Roadblocks to Child Labor Elimination in India
VASUDHA VENUGOPAL [from The Hindu 2.13.2012]
The HinduA child at a brick kiln in Tiruvallur. Photo: B. Jothi Ramalingam
Every evening on the Marina, 10-year-old Karunakaran is among the several who urge visitors to buy a packet of pattani sundal. Around 5 p.m., he returns home from school, picks up the basket of 50 sundal packets and rushes to the beach eagerly looking for a ‘certain anna’ who lets him play snake game on his mobile phone. In Pudupet, another boy, Raj, struggles with bolts at an automotive spare-part manufacturing unit. ‘Fifteen’ he says in a seemingly trained way, the moment you ask him anything about his age. Originally from Rajasthan, he really hopes to get out of the unit, and be employed in a house, “like my cousin, a 14-year-old who works in a house in George Town here.”

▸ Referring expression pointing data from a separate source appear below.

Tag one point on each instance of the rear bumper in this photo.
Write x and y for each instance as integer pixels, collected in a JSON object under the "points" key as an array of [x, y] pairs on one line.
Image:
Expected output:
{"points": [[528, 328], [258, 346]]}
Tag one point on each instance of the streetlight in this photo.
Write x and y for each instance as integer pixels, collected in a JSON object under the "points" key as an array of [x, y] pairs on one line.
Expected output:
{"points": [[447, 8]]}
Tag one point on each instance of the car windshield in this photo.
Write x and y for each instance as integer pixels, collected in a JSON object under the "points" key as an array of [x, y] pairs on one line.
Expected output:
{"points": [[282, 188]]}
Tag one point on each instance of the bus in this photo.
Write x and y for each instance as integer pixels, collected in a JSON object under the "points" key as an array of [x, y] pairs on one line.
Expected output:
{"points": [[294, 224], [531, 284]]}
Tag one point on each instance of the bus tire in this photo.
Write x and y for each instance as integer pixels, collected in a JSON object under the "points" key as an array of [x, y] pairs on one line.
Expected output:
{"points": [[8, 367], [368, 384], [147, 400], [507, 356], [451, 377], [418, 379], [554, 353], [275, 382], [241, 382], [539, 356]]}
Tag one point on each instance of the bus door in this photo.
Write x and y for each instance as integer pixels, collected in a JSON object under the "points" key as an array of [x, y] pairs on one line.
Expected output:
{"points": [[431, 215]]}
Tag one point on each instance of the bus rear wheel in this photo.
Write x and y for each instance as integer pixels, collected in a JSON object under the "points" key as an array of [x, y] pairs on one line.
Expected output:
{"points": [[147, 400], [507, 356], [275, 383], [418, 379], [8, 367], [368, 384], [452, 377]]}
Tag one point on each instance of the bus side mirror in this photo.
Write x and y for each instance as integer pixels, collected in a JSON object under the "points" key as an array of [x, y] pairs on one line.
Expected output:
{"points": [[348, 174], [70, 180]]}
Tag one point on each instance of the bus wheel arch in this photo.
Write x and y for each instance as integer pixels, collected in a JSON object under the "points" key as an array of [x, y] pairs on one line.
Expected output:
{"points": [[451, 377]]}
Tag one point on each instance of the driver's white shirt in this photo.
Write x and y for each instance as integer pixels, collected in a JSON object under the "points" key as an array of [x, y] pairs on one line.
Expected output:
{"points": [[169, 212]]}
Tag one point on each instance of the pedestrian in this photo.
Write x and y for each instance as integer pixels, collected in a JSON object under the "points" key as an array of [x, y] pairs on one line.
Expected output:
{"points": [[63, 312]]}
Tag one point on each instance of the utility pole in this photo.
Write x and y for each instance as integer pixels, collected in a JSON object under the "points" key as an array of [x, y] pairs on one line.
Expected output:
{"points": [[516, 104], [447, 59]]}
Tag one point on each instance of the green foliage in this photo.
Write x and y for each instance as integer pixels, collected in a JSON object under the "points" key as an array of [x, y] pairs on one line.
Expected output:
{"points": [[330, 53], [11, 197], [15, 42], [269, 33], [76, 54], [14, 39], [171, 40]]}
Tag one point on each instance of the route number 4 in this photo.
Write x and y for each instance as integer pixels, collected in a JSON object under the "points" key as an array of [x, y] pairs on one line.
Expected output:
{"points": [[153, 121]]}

Anything that interferes with the development of the child – that is the UN definition of Child Labour. And by this standard there are innumerable children in and around the city, employed in various professions, some grappling to come out, and some with no control over the situation.
The Labour Department has been regularly sending teams to industrial units to rescue child labourers but sources feel there is a concerted effort against such drives from employers who often manage to get parents on their side. The mobile education drive started by the department to identify children on the street and take them into fold of education is no longer functional either.
A study by Karunalaya, an NGO, says hundreds of children work in hotels, sweet shops, lodges, mansions as well as brassware units and others. A total of 371 were rescued recently from industrial units in north Chennai. Sources at CRY say that 52 per cent of them are between 12 and 14 years of age and that they are often subjected to poor working conditions, long work hours of work and low pay.
“Child labour here is often seen as a socially accepted norm; for instance, children were always made to work in farms. Employers take advantage of this, and exploit families,” says Paul Sundersingh, secretary, Karunalaya.
In Tamil Nadu, the Child Labour (Prohibition and Regulation) Act, 1986 prohibits the employment of children in hazardous occupations and regulates their employment in non-hazardous occupations. It forbids children below 14 from being employed. There were notifications issued by the Ministry of Labour in 2006 that added domestic and service sector in it. “There are mandatory regulations to ensure that working hours of the children in the non hazardous industries do not exceed 7 p.m., they get a break after 3 hours and there is proper ventilation, with drinking water and toilet facilities. All these are often ignored,” says Mr. Sundersingh.
In the construction sector, since there is no skill addition, there is not much increase in incomes. “We have to travel a lot now to work because major constructions use migrant workers who reside at the sites and demand less money. Only if two children work, we manage to run the family,” says Anbarasan (39), from Tiruvanamalai. A father of four, he works as a mason on Rajiv Gandhi Salai, along with his wife. An addition of Rs. 55, earned by his two children aged 12 and 16 who help in the laying of cement, besides the Rs 350 the couple earns, takes care of the family’s travel expenses.
For migrant workers, the problem is also the shortage of schools teaching other languages for these children. “Parents feel it is safer they are with them, rather than loitering around,” says Elumalai, who runs Telugu schools on GST road. In Semmanchery alone, he says, there should be over 5,000 settlements where children are employed in the construction industry.
Some rice mills and brick kilns in Red Hills have started crèche and school facilities but there is a lot more to do, say activists.
“Child labour, over the years, has been on a decline in the State, but for the RTE Act to be implemented in its full spirit, we need area specific intervention now, especially in domestic and service sectors,” says R. Vidya Sagar, Child Protection specialist, UNICEF. Since you cannot visit houses to check, it gets very difficult to even identify and rescue child labourers,” he adds.